A typical performance testing exercises would undertake workload modeling as a task to identify the load to be generated on the servers. A graph is plotted, as shown below, which represents the load generated on the web server, an entry point to the application, against time.
What follows is a 'guesstimation' to come up with the load which has to be generated on the servers. Being a peak period, time t' is considered for the determining the workload and an appropriate figure for the load, wload, is calculated. This wload comprises of the total number of page hits the web server has attended to. Further the hits to the different URL's are then taken into consideration. Thus based on this URL analysis, the 'workload mix' is finally defined.
However what is often neglected is the accuracy of this workload mix, i.e. the distribution of various tasks to be sent to the servers. This distribution is of utmost importance as it finally governs how the different servers are going to be loaded.
To illustrate using an example, let's assume the 'wload' mentioned above can be broken into of 3 different sets of URLs which carry out 3 separate tasks, task1, task2, task3 (for example Search, Add to Cart, Checkout).

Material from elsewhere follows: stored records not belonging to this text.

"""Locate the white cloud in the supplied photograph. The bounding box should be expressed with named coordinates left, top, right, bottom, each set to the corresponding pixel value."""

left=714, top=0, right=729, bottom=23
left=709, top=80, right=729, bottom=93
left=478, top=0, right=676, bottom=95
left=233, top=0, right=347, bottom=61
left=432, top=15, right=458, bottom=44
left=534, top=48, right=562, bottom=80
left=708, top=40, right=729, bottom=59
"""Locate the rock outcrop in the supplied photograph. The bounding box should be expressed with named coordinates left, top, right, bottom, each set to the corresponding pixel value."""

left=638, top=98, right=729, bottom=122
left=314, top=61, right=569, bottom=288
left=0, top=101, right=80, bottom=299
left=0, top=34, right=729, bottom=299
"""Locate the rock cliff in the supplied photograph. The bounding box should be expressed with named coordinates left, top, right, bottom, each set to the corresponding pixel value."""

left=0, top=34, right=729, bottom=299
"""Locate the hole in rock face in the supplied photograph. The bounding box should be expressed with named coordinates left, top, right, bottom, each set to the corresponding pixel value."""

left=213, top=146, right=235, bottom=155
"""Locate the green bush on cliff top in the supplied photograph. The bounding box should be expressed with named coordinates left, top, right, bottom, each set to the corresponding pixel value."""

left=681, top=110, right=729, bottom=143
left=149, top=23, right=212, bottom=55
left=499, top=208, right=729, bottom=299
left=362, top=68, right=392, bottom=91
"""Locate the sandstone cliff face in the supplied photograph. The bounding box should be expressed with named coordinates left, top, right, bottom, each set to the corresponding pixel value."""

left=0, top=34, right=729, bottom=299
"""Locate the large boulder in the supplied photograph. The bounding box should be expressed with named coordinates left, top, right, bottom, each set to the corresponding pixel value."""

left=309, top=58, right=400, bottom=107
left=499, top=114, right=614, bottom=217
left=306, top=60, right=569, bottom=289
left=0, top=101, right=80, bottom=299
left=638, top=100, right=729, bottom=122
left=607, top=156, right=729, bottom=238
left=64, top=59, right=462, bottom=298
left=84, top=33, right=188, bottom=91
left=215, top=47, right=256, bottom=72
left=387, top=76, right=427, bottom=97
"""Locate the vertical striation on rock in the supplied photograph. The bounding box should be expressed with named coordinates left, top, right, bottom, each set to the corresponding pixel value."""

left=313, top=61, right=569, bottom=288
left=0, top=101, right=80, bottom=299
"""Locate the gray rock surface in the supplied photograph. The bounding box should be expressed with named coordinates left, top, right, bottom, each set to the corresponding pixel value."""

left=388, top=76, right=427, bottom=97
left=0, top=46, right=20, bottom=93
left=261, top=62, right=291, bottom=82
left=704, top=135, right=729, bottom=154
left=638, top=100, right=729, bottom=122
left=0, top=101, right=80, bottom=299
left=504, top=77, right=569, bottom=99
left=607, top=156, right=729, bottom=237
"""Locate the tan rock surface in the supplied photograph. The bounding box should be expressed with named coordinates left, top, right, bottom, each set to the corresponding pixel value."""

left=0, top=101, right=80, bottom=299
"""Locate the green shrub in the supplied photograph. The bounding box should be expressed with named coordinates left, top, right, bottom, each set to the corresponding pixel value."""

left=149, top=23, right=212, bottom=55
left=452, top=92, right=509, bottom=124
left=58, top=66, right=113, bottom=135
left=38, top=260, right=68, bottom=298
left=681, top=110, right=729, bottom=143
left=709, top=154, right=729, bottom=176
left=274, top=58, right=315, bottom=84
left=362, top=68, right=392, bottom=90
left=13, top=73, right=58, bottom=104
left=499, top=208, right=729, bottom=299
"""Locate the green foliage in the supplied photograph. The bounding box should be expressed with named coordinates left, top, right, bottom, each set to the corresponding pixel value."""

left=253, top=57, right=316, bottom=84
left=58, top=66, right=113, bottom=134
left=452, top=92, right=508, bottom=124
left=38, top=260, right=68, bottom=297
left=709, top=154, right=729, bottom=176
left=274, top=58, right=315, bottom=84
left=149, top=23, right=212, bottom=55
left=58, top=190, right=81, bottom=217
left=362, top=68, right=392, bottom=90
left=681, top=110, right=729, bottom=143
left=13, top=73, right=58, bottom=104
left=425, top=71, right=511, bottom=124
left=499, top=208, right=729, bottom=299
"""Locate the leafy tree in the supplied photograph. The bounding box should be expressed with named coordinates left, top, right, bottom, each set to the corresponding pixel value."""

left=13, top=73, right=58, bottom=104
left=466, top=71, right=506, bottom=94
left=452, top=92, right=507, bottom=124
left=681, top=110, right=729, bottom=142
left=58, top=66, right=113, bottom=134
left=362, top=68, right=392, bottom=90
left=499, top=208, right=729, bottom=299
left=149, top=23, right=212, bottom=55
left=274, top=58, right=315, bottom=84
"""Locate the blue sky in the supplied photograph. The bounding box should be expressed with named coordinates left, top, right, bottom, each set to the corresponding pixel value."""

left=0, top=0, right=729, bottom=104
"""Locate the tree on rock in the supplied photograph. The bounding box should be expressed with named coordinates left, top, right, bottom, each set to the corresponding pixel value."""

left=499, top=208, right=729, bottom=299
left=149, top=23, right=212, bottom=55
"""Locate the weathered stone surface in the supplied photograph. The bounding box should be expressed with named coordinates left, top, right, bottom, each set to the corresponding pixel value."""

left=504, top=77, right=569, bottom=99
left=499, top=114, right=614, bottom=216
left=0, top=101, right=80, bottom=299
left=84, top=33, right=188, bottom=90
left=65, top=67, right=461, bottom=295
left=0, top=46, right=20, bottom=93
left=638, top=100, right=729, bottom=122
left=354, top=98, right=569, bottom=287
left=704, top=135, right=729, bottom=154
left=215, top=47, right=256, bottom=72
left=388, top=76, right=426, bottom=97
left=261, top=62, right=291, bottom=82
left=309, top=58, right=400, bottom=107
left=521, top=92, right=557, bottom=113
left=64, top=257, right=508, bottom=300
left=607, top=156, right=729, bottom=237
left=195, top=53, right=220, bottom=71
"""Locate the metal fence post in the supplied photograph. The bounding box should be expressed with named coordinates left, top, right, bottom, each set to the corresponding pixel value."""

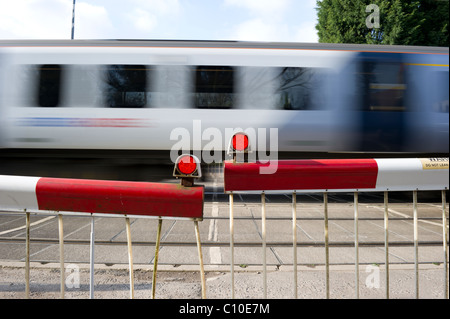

left=292, top=191, right=298, bottom=299
left=152, top=218, right=162, bottom=299
left=230, top=192, right=234, bottom=299
left=323, top=192, right=330, bottom=299
left=125, top=217, right=134, bottom=299
left=58, top=214, right=65, bottom=299
left=261, top=192, right=267, bottom=299
left=89, top=215, right=95, bottom=299
left=413, top=190, right=419, bottom=299
left=384, top=191, right=389, bottom=299
left=353, top=192, right=359, bottom=299
left=442, top=190, right=448, bottom=299
left=194, top=220, right=206, bottom=299
left=25, top=209, right=30, bottom=299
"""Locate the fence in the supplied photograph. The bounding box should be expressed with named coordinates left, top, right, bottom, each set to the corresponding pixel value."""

left=224, top=158, right=449, bottom=298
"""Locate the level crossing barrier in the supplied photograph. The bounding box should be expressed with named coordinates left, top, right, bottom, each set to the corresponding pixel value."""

left=0, top=155, right=206, bottom=298
left=224, top=133, right=449, bottom=298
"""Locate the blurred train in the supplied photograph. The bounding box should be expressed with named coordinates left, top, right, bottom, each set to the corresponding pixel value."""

left=0, top=40, right=449, bottom=180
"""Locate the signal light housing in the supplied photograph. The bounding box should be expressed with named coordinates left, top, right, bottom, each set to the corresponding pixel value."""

left=173, top=154, right=202, bottom=178
left=227, top=132, right=251, bottom=155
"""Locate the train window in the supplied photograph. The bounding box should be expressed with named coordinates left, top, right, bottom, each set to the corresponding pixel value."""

left=275, top=67, right=322, bottom=110
left=361, top=61, right=406, bottom=112
left=194, top=66, right=235, bottom=109
left=37, top=64, right=63, bottom=107
left=431, top=71, right=449, bottom=113
left=104, top=65, right=150, bottom=108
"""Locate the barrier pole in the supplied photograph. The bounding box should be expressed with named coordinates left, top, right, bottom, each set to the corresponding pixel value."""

left=261, top=192, right=267, bottom=299
left=442, top=190, right=448, bottom=299
left=323, top=193, right=330, bottom=299
left=384, top=191, right=389, bottom=299
left=89, top=215, right=95, bottom=299
left=413, top=190, right=419, bottom=299
left=353, top=192, right=359, bottom=299
left=292, top=191, right=298, bottom=299
left=230, top=192, right=234, bottom=299
left=58, top=214, right=65, bottom=299
left=152, top=218, right=162, bottom=299
left=194, top=220, right=206, bottom=299
left=25, top=209, right=30, bottom=299
left=125, top=217, right=134, bottom=299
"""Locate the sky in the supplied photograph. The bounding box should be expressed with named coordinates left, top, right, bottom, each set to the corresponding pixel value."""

left=0, top=0, right=318, bottom=42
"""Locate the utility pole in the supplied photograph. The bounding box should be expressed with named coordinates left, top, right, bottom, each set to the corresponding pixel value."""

left=71, top=0, right=76, bottom=40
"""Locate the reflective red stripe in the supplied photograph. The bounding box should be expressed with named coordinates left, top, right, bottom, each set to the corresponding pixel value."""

left=36, top=178, right=204, bottom=218
left=224, top=159, right=378, bottom=191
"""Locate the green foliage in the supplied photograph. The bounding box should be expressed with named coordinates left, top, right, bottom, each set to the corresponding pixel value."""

left=316, top=0, right=449, bottom=46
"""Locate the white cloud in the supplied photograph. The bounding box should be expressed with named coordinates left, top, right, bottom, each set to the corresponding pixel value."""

left=75, top=2, right=114, bottom=39
left=225, top=0, right=291, bottom=18
left=128, top=8, right=158, bottom=32
left=294, top=21, right=319, bottom=43
left=125, top=0, right=182, bottom=38
left=0, top=0, right=72, bottom=39
left=231, top=18, right=289, bottom=41
left=224, top=0, right=318, bottom=42
left=0, top=0, right=112, bottom=39
left=130, top=0, right=181, bottom=16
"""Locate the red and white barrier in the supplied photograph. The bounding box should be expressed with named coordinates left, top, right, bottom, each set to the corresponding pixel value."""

left=224, top=158, right=449, bottom=192
left=0, top=175, right=204, bottom=219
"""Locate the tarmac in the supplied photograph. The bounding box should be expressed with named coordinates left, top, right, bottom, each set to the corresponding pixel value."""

left=0, top=261, right=448, bottom=300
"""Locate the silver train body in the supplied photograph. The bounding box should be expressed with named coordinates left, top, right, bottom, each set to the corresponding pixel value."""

left=0, top=40, right=449, bottom=179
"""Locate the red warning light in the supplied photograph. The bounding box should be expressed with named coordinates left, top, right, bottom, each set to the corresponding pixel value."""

left=177, top=155, right=197, bottom=175
left=232, top=133, right=248, bottom=152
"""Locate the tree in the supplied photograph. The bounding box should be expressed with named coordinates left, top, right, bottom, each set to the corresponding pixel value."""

left=316, top=0, right=449, bottom=46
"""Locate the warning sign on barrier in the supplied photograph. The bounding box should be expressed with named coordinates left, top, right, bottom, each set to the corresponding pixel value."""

left=420, top=157, right=449, bottom=169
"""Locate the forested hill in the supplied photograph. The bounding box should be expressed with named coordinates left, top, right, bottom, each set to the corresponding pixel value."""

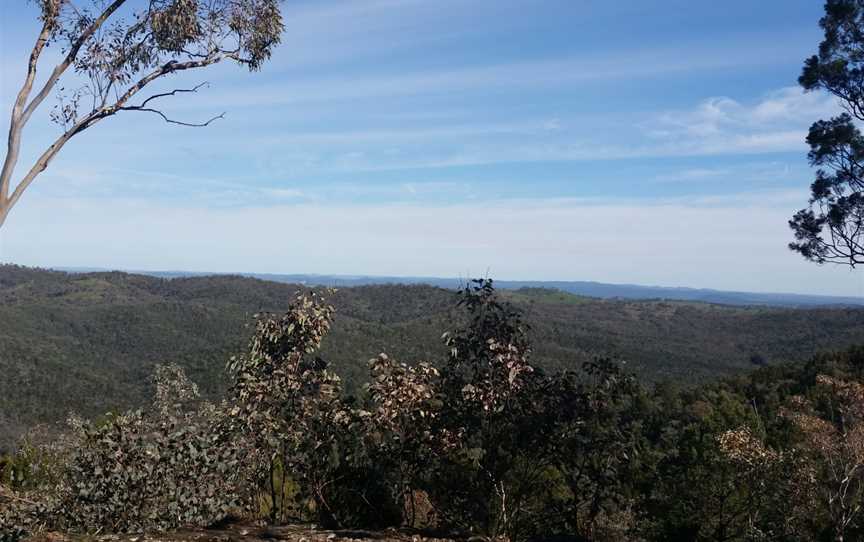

left=0, top=266, right=864, bottom=448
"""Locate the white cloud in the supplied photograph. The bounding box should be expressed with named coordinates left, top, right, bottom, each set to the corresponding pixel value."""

left=642, top=87, right=841, bottom=154
left=0, top=192, right=864, bottom=295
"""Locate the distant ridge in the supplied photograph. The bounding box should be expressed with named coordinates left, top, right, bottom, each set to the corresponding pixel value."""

left=56, top=267, right=864, bottom=307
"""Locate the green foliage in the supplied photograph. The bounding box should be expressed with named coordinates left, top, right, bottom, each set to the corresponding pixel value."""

left=0, top=266, right=864, bottom=452
left=0, top=281, right=864, bottom=542
left=0, top=366, right=248, bottom=532
left=789, top=0, right=864, bottom=267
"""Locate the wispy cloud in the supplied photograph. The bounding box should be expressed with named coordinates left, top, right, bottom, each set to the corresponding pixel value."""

left=0, top=193, right=860, bottom=295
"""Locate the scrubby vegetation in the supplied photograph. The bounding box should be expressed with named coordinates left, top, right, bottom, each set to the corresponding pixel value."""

Now it is fairly simple to understand that any task will generate a sequence of events at different servers in any application distributed across tiers. A task1 may be CPU intensive task at Application tier; a task2 may be memory heavy at Application tier or a task3 a Database intensive one.
So if during time t' when the workload was analyzed, if the distribution of the workload among these tasks is not determined accurately, the sole base of the performance testing exercise to be carried out will be deteriorated. So let's say instead of loading more of task1's, task3's are loaded more. This would lead to generating more load on Database tier instead of Application tier. This is for sure not a production like scenario, thus invalidating the complete sets of results generated out of these performance tests.
Hence it is of critical importance to accurately identify this distribution of workload among the mix of the different tasks, typically referred to as transactions. This calls for an analysis of the workload by looking at sets of URLs together, not just individual URLs.